IIT Mandi research may revolutionise thermal energy efficiency in solids
By focusing on complex crystal structures and superionic conductors with low thermal conductivity, the team found new insights that could revolutionise energy efficiency and sustainability
IIT Mandi research may revolutionise thermal energy efficiency in solids
This advancement holds the potential to revolutionise thermoelectric materials, leading to more efficient cooling systems and energy recovery technologies -- Dr Ajay Soni, School of Physical Sciences, IIT Mandi
New Delhi: Researchers at the Indian Institute of Technology (IIT) Mandi have made new strides in the fields of thermoelectric materials and superionic conductors with high electrical and poor thermal properties, an advance that could significantly impact energy efficiency and sustainability.
By focusing on complex crystal structures and superionic conductors with low thermal conductivity, the team found new insights that could revolutionise energy efficiency and sustainability.
Thermoelectric materials are unique in their ability to conduct electricity efficiently while being poor conductors of heat, making them ideal for applications such as refrigeration, energy generation, and thermal management in advanced electronics. This property challenges the conventional understanding of metals, which are typically known for their high thermal and electrical conductivity.
Led by Dr Ajay Soni from the School of Physical Sciences at IIT Mandi, the research team has conducted an in-depth study on large unit cell mineral chalcogenides.
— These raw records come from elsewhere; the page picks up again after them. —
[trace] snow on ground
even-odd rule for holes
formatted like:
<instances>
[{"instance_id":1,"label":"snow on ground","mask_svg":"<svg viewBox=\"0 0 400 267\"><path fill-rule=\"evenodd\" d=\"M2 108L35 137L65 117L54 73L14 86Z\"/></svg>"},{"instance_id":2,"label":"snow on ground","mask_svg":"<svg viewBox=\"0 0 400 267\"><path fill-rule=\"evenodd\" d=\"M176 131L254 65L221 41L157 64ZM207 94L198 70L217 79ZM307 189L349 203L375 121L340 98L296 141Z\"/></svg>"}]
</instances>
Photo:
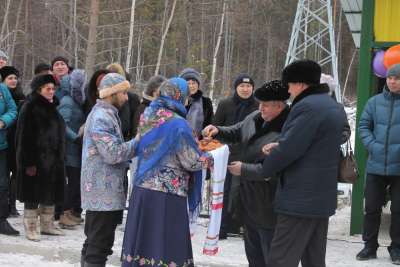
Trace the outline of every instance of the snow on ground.
<instances>
[{"instance_id":1,"label":"snow on ground","mask_svg":"<svg viewBox=\"0 0 400 267\"><path fill-rule=\"evenodd\" d=\"M347 203L343 201L342 203ZM21 205L19 205L21 208ZM389 245L388 224L389 211L385 210L382 219L381 246ZM66 236L42 236L40 242L31 242L23 235L22 217L10 219L10 222L21 231L22 236L0 237L1 267L79 267L80 249L84 240L83 225L76 230L65 230ZM221 241L217 256L202 255L203 241L207 221L203 219L198 226L198 234L193 239L193 253L196 266L200 267L239 267L247 266L241 238L228 238ZM390 262L386 247L378 251L378 259L368 262L355 260L355 255L362 248L360 236L349 236L350 207L340 205L337 214L330 220L327 248L328 267L389 267ZM107 266L120 266L119 255L123 238L123 228L116 231L114 254L109 257Z\"/></svg>"}]
</instances>

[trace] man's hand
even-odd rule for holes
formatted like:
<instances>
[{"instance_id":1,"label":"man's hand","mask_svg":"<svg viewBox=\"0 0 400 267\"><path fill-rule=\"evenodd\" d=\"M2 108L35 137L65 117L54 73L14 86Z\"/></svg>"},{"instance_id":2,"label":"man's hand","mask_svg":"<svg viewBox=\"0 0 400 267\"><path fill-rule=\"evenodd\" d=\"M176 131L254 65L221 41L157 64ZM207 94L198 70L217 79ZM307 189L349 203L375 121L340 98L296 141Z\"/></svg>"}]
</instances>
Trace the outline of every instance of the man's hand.
<instances>
[{"instance_id":1,"label":"man's hand","mask_svg":"<svg viewBox=\"0 0 400 267\"><path fill-rule=\"evenodd\" d=\"M37 169L36 166L29 166L25 170L26 175L28 176L36 176Z\"/></svg>"},{"instance_id":2,"label":"man's hand","mask_svg":"<svg viewBox=\"0 0 400 267\"><path fill-rule=\"evenodd\" d=\"M228 165L228 170L232 175L240 176L242 174L242 162L241 161L232 161Z\"/></svg>"},{"instance_id":3,"label":"man's hand","mask_svg":"<svg viewBox=\"0 0 400 267\"><path fill-rule=\"evenodd\" d=\"M6 124L4 121L0 120L0 129L4 129L6 127Z\"/></svg>"},{"instance_id":4,"label":"man's hand","mask_svg":"<svg viewBox=\"0 0 400 267\"><path fill-rule=\"evenodd\" d=\"M205 139L207 139L216 136L218 132L219 130L217 127L215 127L214 125L208 125L206 128L203 129L203 131L201 131L201 134Z\"/></svg>"},{"instance_id":5,"label":"man's hand","mask_svg":"<svg viewBox=\"0 0 400 267\"><path fill-rule=\"evenodd\" d=\"M278 145L279 145L279 143L269 143L269 144L266 144L265 146L263 146L263 148L261 150L265 155L269 155L269 153L271 153L272 149L274 149Z\"/></svg>"}]
</instances>

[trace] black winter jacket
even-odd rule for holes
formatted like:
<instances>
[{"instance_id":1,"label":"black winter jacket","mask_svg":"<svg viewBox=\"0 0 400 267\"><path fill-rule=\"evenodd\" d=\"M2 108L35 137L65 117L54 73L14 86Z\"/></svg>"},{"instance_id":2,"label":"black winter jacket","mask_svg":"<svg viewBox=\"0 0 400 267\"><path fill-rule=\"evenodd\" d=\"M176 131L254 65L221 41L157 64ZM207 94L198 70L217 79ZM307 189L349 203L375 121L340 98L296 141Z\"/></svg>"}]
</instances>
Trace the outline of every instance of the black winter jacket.
<instances>
[{"instance_id":1,"label":"black winter jacket","mask_svg":"<svg viewBox=\"0 0 400 267\"><path fill-rule=\"evenodd\" d=\"M288 113L287 107L274 120L264 123L260 112L254 111L240 123L229 127L218 127L219 133L216 138L223 142L238 144L243 162L260 162L264 158L262 147L278 139ZM251 176L240 177L239 213L245 224L267 229L274 228L275 191L275 178L252 180Z\"/></svg>"},{"instance_id":2,"label":"black winter jacket","mask_svg":"<svg viewBox=\"0 0 400 267\"><path fill-rule=\"evenodd\" d=\"M258 109L257 101L252 97L252 101L243 111L244 117ZM240 120L237 120L238 101L234 96L225 98L219 102L217 111L215 112L213 125L215 126L231 126ZM229 161L240 160L241 152L240 144L231 144L229 146Z\"/></svg>"}]
</instances>

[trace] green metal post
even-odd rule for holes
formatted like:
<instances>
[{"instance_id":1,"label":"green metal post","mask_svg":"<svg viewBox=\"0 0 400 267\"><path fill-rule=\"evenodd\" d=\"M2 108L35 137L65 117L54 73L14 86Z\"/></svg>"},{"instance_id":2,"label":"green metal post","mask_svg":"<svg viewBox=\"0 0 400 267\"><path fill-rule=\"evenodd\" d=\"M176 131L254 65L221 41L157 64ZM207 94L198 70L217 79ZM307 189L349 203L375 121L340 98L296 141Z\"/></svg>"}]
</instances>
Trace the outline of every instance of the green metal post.
<instances>
[{"instance_id":1,"label":"green metal post","mask_svg":"<svg viewBox=\"0 0 400 267\"><path fill-rule=\"evenodd\" d=\"M372 46L373 46L373 21L374 21L374 0L364 0L362 10L361 24L361 43L360 43L360 60L357 80L357 119L356 126L360 120L361 113L373 91L374 77L372 74ZM357 127L356 127L357 129ZM363 225L364 215L364 176L367 159L367 152L361 143L356 130L355 154L359 168L359 179L353 186L352 202L351 202L351 223L350 234L360 234Z\"/></svg>"}]
</instances>

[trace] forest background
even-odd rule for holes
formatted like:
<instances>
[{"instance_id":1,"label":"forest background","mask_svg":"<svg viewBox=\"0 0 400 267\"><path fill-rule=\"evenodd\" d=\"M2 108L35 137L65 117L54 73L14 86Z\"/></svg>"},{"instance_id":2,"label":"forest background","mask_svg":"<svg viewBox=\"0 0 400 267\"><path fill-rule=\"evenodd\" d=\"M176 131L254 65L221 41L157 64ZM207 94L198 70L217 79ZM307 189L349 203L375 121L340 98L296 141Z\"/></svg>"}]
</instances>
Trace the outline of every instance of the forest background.
<instances>
[{"instance_id":1,"label":"forest background","mask_svg":"<svg viewBox=\"0 0 400 267\"><path fill-rule=\"evenodd\" d=\"M358 53L340 1L332 3L339 79L352 101ZM256 86L279 79L296 7L295 0L0 0L0 49L25 88L36 64L62 55L89 75L119 62L138 93L154 74L193 67L218 100L241 72Z\"/></svg>"}]
</instances>

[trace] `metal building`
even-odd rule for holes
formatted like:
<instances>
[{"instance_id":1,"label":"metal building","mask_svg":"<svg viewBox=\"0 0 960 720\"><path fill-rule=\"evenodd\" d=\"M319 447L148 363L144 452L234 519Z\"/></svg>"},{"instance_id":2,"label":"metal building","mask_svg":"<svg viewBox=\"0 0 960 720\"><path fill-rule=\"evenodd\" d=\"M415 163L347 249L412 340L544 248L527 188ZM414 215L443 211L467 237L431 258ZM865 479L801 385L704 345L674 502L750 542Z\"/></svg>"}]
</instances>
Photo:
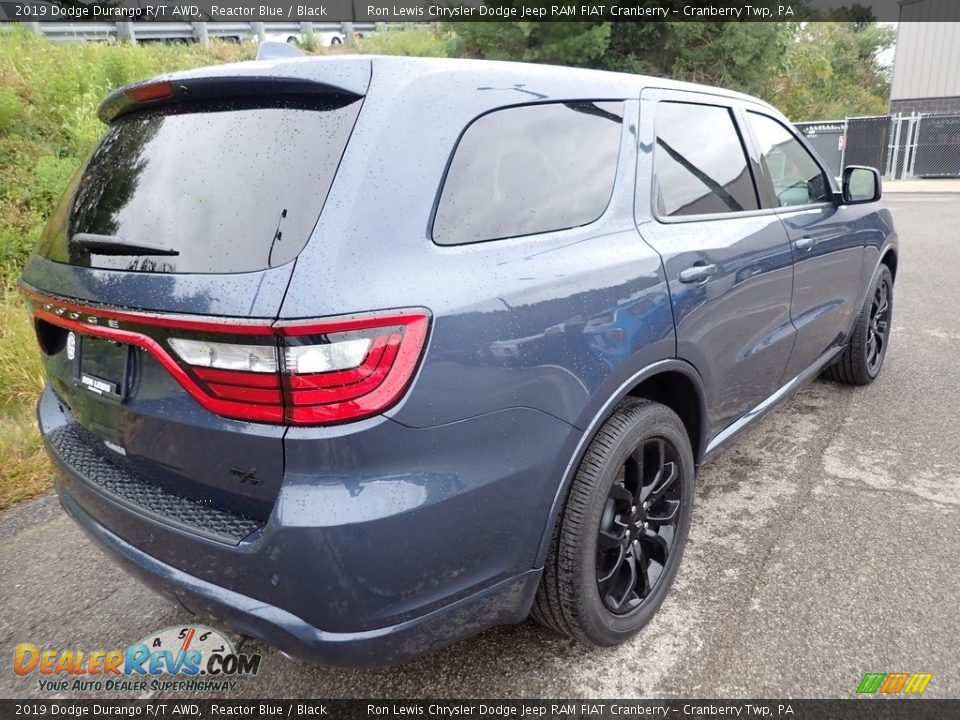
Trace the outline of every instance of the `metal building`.
<instances>
[{"instance_id":1,"label":"metal building","mask_svg":"<svg viewBox=\"0 0 960 720\"><path fill-rule=\"evenodd\" d=\"M900 0L890 113L960 113L960 3Z\"/></svg>"}]
</instances>

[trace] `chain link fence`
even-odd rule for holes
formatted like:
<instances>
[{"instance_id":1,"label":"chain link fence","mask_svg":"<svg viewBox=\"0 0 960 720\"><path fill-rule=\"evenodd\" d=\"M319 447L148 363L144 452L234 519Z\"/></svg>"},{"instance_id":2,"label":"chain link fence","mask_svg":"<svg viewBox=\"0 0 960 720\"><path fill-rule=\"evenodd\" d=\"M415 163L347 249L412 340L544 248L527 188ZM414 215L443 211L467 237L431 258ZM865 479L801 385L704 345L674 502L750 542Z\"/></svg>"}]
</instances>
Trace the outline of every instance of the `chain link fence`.
<instances>
[{"instance_id":1,"label":"chain link fence","mask_svg":"<svg viewBox=\"0 0 960 720\"><path fill-rule=\"evenodd\" d=\"M844 164L866 165L885 172L890 156L891 125L889 115L848 119Z\"/></svg>"},{"instance_id":2,"label":"chain link fence","mask_svg":"<svg viewBox=\"0 0 960 720\"><path fill-rule=\"evenodd\" d=\"M910 174L915 177L960 177L960 115L918 118Z\"/></svg>"},{"instance_id":3,"label":"chain link fence","mask_svg":"<svg viewBox=\"0 0 960 720\"><path fill-rule=\"evenodd\" d=\"M824 120L822 122L797 123L813 149L834 175L843 172L843 149L846 144L847 121Z\"/></svg>"},{"instance_id":4,"label":"chain link fence","mask_svg":"<svg viewBox=\"0 0 960 720\"><path fill-rule=\"evenodd\" d=\"M877 115L797 123L834 175L846 165L884 177L960 177L960 115Z\"/></svg>"}]
</instances>

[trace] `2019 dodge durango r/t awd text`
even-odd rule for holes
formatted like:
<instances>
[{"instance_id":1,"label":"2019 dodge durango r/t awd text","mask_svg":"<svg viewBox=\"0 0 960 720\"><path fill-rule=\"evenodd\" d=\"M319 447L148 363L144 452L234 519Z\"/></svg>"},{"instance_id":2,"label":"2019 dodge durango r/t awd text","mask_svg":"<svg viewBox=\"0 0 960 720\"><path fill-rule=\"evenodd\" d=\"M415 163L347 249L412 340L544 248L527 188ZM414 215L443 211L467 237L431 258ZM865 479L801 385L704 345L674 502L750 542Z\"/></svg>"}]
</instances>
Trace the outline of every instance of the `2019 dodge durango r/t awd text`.
<instances>
[{"instance_id":1,"label":"2019 dodge durango r/t awd text","mask_svg":"<svg viewBox=\"0 0 960 720\"><path fill-rule=\"evenodd\" d=\"M121 89L23 273L66 511L332 664L662 603L698 467L887 350L897 239L753 98L482 61Z\"/></svg>"}]
</instances>

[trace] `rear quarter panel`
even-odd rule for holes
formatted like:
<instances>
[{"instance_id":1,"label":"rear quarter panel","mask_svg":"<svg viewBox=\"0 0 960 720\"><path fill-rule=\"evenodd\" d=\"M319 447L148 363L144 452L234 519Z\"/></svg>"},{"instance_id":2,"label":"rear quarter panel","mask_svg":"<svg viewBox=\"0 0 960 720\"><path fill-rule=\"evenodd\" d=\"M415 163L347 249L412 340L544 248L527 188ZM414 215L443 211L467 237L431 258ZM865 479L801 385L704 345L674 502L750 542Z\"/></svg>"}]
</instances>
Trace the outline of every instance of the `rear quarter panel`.
<instances>
[{"instance_id":1,"label":"rear quarter panel","mask_svg":"<svg viewBox=\"0 0 960 720\"><path fill-rule=\"evenodd\" d=\"M388 412L402 424L427 427L528 407L585 427L620 378L675 351L660 259L633 222L636 102L628 104L613 197L597 222L441 247L430 239L431 215L471 120L531 101L631 95L602 82L590 92L579 83L540 88L529 77L511 83L509 66L506 74L491 70L467 81L450 72L409 79L398 67L374 65L370 94L281 316L429 308L423 365L406 399Z\"/></svg>"}]
</instances>

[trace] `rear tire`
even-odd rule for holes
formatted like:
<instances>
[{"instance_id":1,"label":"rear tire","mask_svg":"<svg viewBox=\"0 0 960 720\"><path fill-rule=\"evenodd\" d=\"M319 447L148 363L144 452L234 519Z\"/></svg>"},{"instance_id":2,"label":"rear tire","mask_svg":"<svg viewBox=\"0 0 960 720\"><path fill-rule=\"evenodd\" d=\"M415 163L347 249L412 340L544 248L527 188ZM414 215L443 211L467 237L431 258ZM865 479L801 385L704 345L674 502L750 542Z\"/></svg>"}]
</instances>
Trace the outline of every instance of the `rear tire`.
<instances>
[{"instance_id":1,"label":"rear tire","mask_svg":"<svg viewBox=\"0 0 960 720\"><path fill-rule=\"evenodd\" d=\"M824 377L847 385L869 385L880 374L887 355L893 318L893 275L886 265L867 295L850 342L840 359L824 371Z\"/></svg>"},{"instance_id":2,"label":"rear tire","mask_svg":"<svg viewBox=\"0 0 960 720\"><path fill-rule=\"evenodd\" d=\"M533 619L591 645L633 637L676 576L694 476L690 439L676 413L650 400L620 402L570 487Z\"/></svg>"}]
</instances>

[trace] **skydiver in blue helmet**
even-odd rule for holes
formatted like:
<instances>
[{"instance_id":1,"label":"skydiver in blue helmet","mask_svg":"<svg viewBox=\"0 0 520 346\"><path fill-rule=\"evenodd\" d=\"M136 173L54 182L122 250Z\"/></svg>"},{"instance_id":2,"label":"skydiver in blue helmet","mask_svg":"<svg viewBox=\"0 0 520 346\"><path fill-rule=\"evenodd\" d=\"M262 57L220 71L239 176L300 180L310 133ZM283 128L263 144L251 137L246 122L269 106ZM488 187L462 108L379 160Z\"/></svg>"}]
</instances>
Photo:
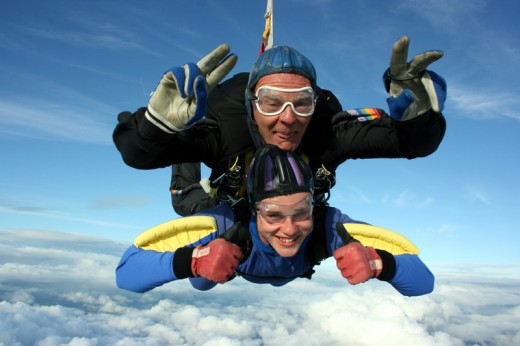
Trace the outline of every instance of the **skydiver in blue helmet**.
<instances>
[{"instance_id":1,"label":"skydiver in blue helmet","mask_svg":"<svg viewBox=\"0 0 520 346\"><path fill-rule=\"evenodd\" d=\"M263 144L308 157L314 201L326 203L343 162L425 157L440 145L446 83L427 68L443 53L427 51L408 62L408 47L406 36L394 44L384 73L388 114L343 110L318 86L312 62L289 46L266 50L250 73L224 80L237 56L223 44L196 64L167 71L147 107L120 113L114 143L131 167L173 167L179 215L242 198L247 167ZM211 170L201 183L199 163Z\"/></svg>"},{"instance_id":2,"label":"skydiver in blue helmet","mask_svg":"<svg viewBox=\"0 0 520 346\"><path fill-rule=\"evenodd\" d=\"M223 202L144 232L119 262L118 287L143 293L188 278L194 288L208 290L235 276L282 286L310 278L315 264L334 257L352 285L378 279L406 296L432 292L434 276L417 254L396 251L395 244L389 244L393 250L388 251L364 245L350 236L345 224L367 225L336 208L314 204L313 174L298 153L275 145L260 147L246 185L251 207L246 222Z\"/></svg>"}]
</instances>

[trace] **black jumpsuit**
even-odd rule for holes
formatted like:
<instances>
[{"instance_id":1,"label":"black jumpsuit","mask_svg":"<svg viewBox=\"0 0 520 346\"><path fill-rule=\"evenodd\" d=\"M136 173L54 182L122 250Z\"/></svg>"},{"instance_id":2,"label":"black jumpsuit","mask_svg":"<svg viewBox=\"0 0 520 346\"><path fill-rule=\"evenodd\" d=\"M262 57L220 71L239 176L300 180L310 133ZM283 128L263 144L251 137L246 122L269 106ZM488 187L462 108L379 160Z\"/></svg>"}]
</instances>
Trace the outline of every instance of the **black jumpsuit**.
<instances>
[{"instance_id":1,"label":"black jumpsuit","mask_svg":"<svg viewBox=\"0 0 520 346\"><path fill-rule=\"evenodd\" d=\"M211 181L237 164L243 176L255 142L258 143L245 107L247 80L248 73L239 73L219 84L209 94L205 118L174 134L149 122L144 115L146 108L120 113L113 139L124 162L137 169L196 163L173 166L172 187L176 190L200 180L200 162L211 169ZM318 96L311 123L298 148L308 158L313 172L319 174L325 168L332 174L328 185L320 187L316 181L316 195L328 192L334 184L336 168L348 159L428 156L437 150L446 131L440 113L429 111L411 120L396 121L380 109L343 111L336 97L324 89L318 88ZM244 194L243 188L235 192L235 197ZM210 198L200 185L173 198L180 215L191 215L216 203L218 200Z\"/></svg>"}]
</instances>

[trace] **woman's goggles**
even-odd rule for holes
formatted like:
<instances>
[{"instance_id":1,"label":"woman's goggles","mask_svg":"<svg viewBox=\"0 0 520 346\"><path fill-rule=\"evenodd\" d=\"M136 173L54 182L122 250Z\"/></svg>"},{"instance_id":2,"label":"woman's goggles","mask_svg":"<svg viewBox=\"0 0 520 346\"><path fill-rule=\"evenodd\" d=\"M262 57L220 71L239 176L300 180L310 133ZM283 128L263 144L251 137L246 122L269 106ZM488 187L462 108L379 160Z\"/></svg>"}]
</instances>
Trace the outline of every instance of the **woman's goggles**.
<instances>
[{"instance_id":1,"label":"woman's goggles","mask_svg":"<svg viewBox=\"0 0 520 346\"><path fill-rule=\"evenodd\" d=\"M314 113L316 94L312 87L284 89L272 86L261 86L251 98L258 111L265 116L275 116L290 106L296 115L309 117Z\"/></svg>"},{"instance_id":2,"label":"woman's goggles","mask_svg":"<svg viewBox=\"0 0 520 346\"><path fill-rule=\"evenodd\" d=\"M265 222L271 225L282 224L288 217L293 222L305 221L312 216L312 197L305 197L300 202L291 205L258 202L256 210Z\"/></svg>"}]
</instances>

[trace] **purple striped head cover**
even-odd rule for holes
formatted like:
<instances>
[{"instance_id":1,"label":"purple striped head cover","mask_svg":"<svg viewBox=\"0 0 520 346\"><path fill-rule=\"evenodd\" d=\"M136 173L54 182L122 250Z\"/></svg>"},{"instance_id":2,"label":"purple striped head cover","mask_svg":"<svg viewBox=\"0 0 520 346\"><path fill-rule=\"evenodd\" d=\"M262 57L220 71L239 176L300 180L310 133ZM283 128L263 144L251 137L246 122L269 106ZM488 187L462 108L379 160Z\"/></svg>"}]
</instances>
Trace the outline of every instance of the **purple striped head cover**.
<instances>
[{"instance_id":1,"label":"purple striped head cover","mask_svg":"<svg viewBox=\"0 0 520 346\"><path fill-rule=\"evenodd\" d=\"M275 145L258 149L247 174L247 198L254 205L265 198L314 192L309 165L298 154Z\"/></svg>"}]
</instances>

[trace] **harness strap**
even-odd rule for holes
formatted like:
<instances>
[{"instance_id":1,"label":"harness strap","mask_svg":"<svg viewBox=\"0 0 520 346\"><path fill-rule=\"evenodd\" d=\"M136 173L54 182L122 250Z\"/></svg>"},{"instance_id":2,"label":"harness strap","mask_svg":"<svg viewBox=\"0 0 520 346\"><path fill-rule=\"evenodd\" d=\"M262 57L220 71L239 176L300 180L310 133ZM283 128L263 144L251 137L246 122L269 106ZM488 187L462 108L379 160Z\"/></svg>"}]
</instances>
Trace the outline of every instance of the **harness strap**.
<instances>
[{"instance_id":1,"label":"harness strap","mask_svg":"<svg viewBox=\"0 0 520 346\"><path fill-rule=\"evenodd\" d=\"M314 200L316 203L326 205L330 198L330 189L336 185L336 176L330 172L323 163L314 175Z\"/></svg>"},{"instance_id":2,"label":"harness strap","mask_svg":"<svg viewBox=\"0 0 520 346\"><path fill-rule=\"evenodd\" d=\"M309 245L307 246L307 253L305 254L307 263L311 267L301 277L311 279L314 274L314 266L319 265L321 261L329 257L329 249L327 246L327 237L325 235L325 214L327 211L326 204L314 205L313 211L313 230Z\"/></svg>"},{"instance_id":3,"label":"harness strap","mask_svg":"<svg viewBox=\"0 0 520 346\"><path fill-rule=\"evenodd\" d=\"M242 263L249 257L253 247L253 240L249 231L251 209L249 208L249 203L244 198L240 198L231 204L231 209L235 213L236 222L221 237L230 243L238 245L242 251L242 259L240 260L240 263Z\"/></svg>"}]
</instances>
These materials exhibit unique electronic and vibrational properties. The research reveals that irregular atomic vibrations within the crystal lattices significantly reduce thermal conductivity, enhancing the materials' effectiveness for thermoelectric applications and thermal management. "Our research on the unharmonic rattling in sulfosalt tetrahedrites provides crucial insights at the atomic level for understanding thermal conductivity in these solids," said Dr Soni. "This advancement holds the potential to revolutionise thermoelectric materials, leading to more efficient cooling systems and energy recovery technologies."
In a separate study, the team also explored superionic conductors, including silver and copper, known for their excellent ionic conductivity. These materials, despite being crystalline, exhibit thermal conductivity comparable to glassy materials, making them critical for harvesting heat in the mid-temperature range and advancing solid-state electrolytes for future technologies.